Welcome to your Tuesday open thread. Feel free to post whatever’s on your mind and play nice!
The latest estimates on the BP oil spill agree with what outside experts were saying all along – the oil leak was much much bigger than BP was estimating. Now BP is on the hook for a $21B fine (that’s in addition to the $20B damages fund that’s already been set up).
BP’s blownout Deepwater Horizon well gushed up to 2.6 million gallons a day, the federal government now says, a total equivalent of 19 Exxon Valdezes. For months, BP insisted the figure of 5,000 barrels a day (less than one tenth the actual amount) was the “best estimate” — even as outside experts got it right. According to this new estimate, the oil giant liable for the Gulf of Mexico disaster will be responsible for a $21 billion fine — $4,300 for each barrel of oil. The subscription-only Energy Guardian notes that this figure for the oil disaster “reveals how far off initial estimates turned out to be”:
At its height, BP’s leaking well gushed 62,000 barrels of oil a day, the federal government said Monday in a revision of its figures that reveals how far off initial estimates turned out to be. The government and BP initially offered estimates of the leak at 1,000 and 5,000 of barrels a day shortly after it began in late April, eventually reaching an estimate of between 35,000 and 60,000 barrels a day after several revisions. The new estimate Monday by federal scientists means 4.9 million barrels of oil likely were released by the well before it was temporarily capped last month. BP hopes to complete an operation this week that will permanently seal the ill-fated well.
The Republicans are still filibustering a bill to lift the cap on damages and to tighten regulations on oil drilling.
Mother Jones has a really interesting article on Bob Inglis, a conservative Republican Congressman from South Carolina who refused to pander to the Tea Party and lost big in a primary.
It was the middle of a tough primary contest, and Rep. Bob Inglis (R-S.C.) had convened a small meeting with donors who had contributed thousands of dollars to his previous campaigns. But this year, as Inglis faced a challenge from tea party-backed Republican candidates claiming Inglis wasn’t sufficiently conservative, these donors hadn’t ponied up.
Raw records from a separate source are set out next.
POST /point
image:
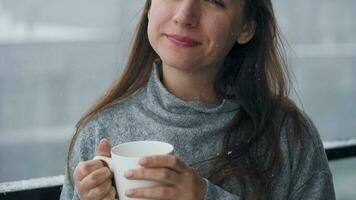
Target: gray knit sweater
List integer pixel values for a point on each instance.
(195, 129)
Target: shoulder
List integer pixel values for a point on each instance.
(302, 148)
(104, 124)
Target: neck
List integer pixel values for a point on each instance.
(191, 86)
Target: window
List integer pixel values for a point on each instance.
(56, 58)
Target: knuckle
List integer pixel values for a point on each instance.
(164, 174)
(173, 161)
(165, 192)
(112, 192)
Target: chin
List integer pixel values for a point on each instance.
(185, 63)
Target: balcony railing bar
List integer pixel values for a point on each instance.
(50, 187)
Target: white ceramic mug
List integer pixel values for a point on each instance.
(126, 156)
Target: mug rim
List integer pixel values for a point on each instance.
(169, 147)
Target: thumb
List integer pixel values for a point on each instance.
(104, 148)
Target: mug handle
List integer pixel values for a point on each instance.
(107, 160)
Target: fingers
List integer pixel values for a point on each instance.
(163, 175)
(96, 178)
(85, 168)
(100, 191)
(111, 195)
(168, 161)
(104, 148)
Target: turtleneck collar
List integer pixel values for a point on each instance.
(158, 96)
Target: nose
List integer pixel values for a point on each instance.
(187, 13)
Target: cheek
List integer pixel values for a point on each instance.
(221, 34)
(157, 18)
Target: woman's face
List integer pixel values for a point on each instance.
(194, 34)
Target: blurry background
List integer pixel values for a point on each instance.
(56, 58)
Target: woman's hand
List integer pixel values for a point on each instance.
(93, 179)
(179, 181)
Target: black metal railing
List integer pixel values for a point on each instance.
(50, 187)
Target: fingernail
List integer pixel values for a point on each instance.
(129, 192)
(128, 173)
(143, 161)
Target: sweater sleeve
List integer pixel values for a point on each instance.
(82, 150)
(311, 175)
(214, 192)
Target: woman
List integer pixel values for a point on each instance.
(209, 78)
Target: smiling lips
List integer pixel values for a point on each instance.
(182, 41)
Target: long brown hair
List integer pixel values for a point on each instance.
(254, 74)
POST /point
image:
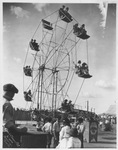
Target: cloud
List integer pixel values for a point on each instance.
(18, 60)
(103, 10)
(19, 12)
(89, 95)
(106, 84)
(40, 6)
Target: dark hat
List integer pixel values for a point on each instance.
(66, 121)
(73, 132)
(10, 87)
(80, 119)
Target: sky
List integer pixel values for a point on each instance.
(20, 20)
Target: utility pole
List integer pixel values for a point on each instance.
(87, 106)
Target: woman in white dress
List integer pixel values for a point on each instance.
(64, 134)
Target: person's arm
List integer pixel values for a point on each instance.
(61, 134)
(70, 143)
(54, 130)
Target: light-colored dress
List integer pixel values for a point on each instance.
(64, 137)
(74, 142)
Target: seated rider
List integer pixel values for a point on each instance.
(35, 45)
(27, 95)
(28, 71)
(78, 66)
(82, 29)
(84, 68)
(61, 11)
Inglis’ task: Get them back on the team. “They were upset with me,” Inglis recalls. “They are all Glenn Beck watchers.” About 90 minutes into the meeting, as he remembers it, “They say, ‘Bob, what don’t you get? Barack Obama is a socialist, communist Marxist who wants to destroy the American economy so he can take over as dictator. Health care is part of that. And he wants to open up the Mexican border and turn [the US] into a Muslim nation.'” Inglis didn’t know how to respond.
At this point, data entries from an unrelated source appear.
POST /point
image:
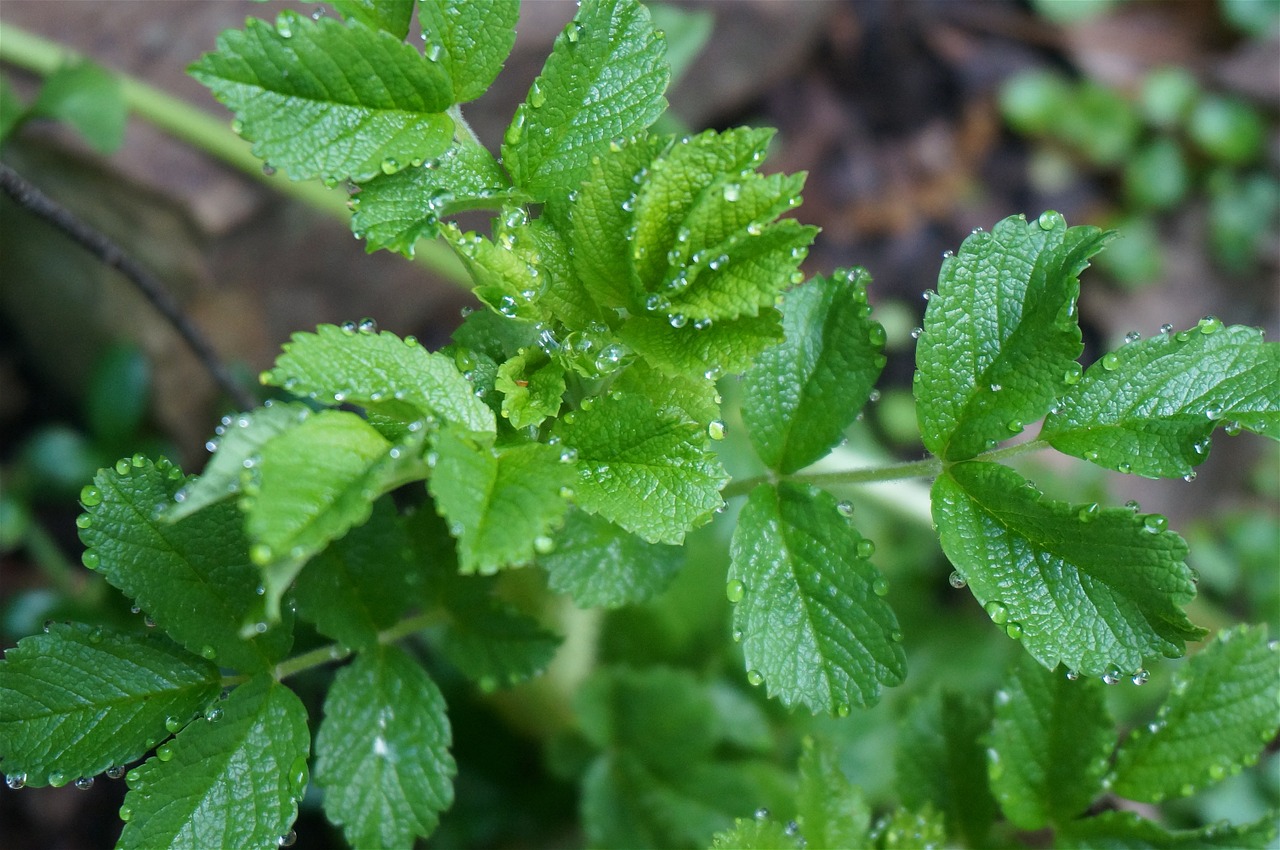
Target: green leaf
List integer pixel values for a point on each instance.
(193, 576)
(1095, 589)
(1048, 745)
(392, 16)
(1150, 406)
(394, 211)
(379, 371)
(1220, 714)
(383, 750)
(808, 603)
(238, 438)
(310, 485)
(940, 762)
(531, 388)
(800, 396)
(498, 501)
(1127, 831)
(1001, 333)
(721, 348)
(90, 99)
(604, 566)
(320, 99)
(832, 809)
(80, 699)
(492, 643)
(643, 469)
(192, 793)
(361, 583)
(603, 81)
(471, 39)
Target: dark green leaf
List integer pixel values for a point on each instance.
(1219, 716)
(383, 752)
(800, 396)
(1150, 406)
(603, 81)
(1095, 589)
(1000, 334)
(193, 791)
(808, 603)
(320, 99)
(80, 699)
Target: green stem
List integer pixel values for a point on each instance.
(211, 135)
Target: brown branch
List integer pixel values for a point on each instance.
(35, 201)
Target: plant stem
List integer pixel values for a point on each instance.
(204, 132)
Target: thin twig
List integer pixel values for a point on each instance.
(35, 201)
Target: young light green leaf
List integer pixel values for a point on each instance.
(800, 396)
(1220, 714)
(192, 791)
(1095, 589)
(685, 350)
(320, 99)
(602, 565)
(808, 603)
(80, 699)
(531, 388)
(940, 763)
(1048, 745)
(641, 467)
(193, 577)
(1127, 831)
(1000, 333)
(603, 81)
(498, 501)
(361, 583)
(238, 438)
(392, 16)
(1150, 406)
(379, 371)
(493, 644)
(394, 211)
(832, 809)
(471, 39)
(90, 99)
(383, 750)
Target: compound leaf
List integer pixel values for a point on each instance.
(361, 583)
(80, 699)
(193, 577)
(471, 39)
(1127, 831)
(330, 100)
(1001, 333)
(645, 469)
(192, 793)
(941, 764)
(1151, 406)
(1220, 713)
(383, 750)
(603, 81)
(240, 438)
(808, 603)
(394, 211)
(498, 501)
(1095, 589)
(800, 396)
(382, 373)
(600, 565)
(1048, 745)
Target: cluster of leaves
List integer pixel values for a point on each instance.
(572, 426)
(1171, 142)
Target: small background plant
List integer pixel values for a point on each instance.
(652, 717)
He speaks with John Boehner, who basically tells him to pander. He recounts another meeting with conservative voters:
During his primary campaign, Inglis repeatedly encountered enraged conservatives whom he couldn’t—or wouldn’t—satisfy. Shortly before the runoff primary election, Inglis met with about a dozen tea party activists at the modest ranch-style home of one of them. Here’s what took place:
I sat down, and they said on the back of your Social Security card, there’s a number. That number indicates the bank that bought you when you were born based on a projection of your life’s earnings, and you are collateral. We are all collateral for the banks. I have this look like, “What the heck are you talking about?” I’m trying to hide that look and look clueless. I figured clueless was better than argumentative. So they said, “You don’t know this?! You are a member of Congress, and you don’t know this?!” And I said, “Please forgive me. I’m just ignorant of these things.” And then of course, it turned into something about the Federal Reserve and the Bilderbergers and all that stuff. And now you have the feeling of anti-Semitism here coming in, mixing in. Wow.
Inglis keeps getting in trouble because he refuses to call Obama a “socialist” and this disappoints voters. In case you don’t remember, Bob Inglis used to be a conservative firebrand who pushed every and all conspiracy theories about Bill Clinton. He’s sorry he did that now.
Inglis acknowledges he’s intimately familiar with extreme politics. He was part of the GOP gang that went after Clinton and impeached him for the Lewinsky affair:
I hated Bill Clinton. I wanted to destroy him. Then I had six years out [after leaving Congress in 1999] to look back on that, and now I would confess it as a sin. It is just wrong to want to destroy another human being and to spend so much time and effort trying to destroy Bill Clinton—some of it with really suspect information. We went on and on about Whitewater. We had talked about the strange things about Vince Foster’s death. The drug dealing at Mena airport. So in the six years I was out, I looked back and realized, “Oh what a waste.”
We’ve already seen the return of the politics of fear and smear but it’s 10,000x worse because many don’t seem to be restrained by human decency anymore. I expect lots of craziness and vendettas if Republicans gain control of one of the House this year.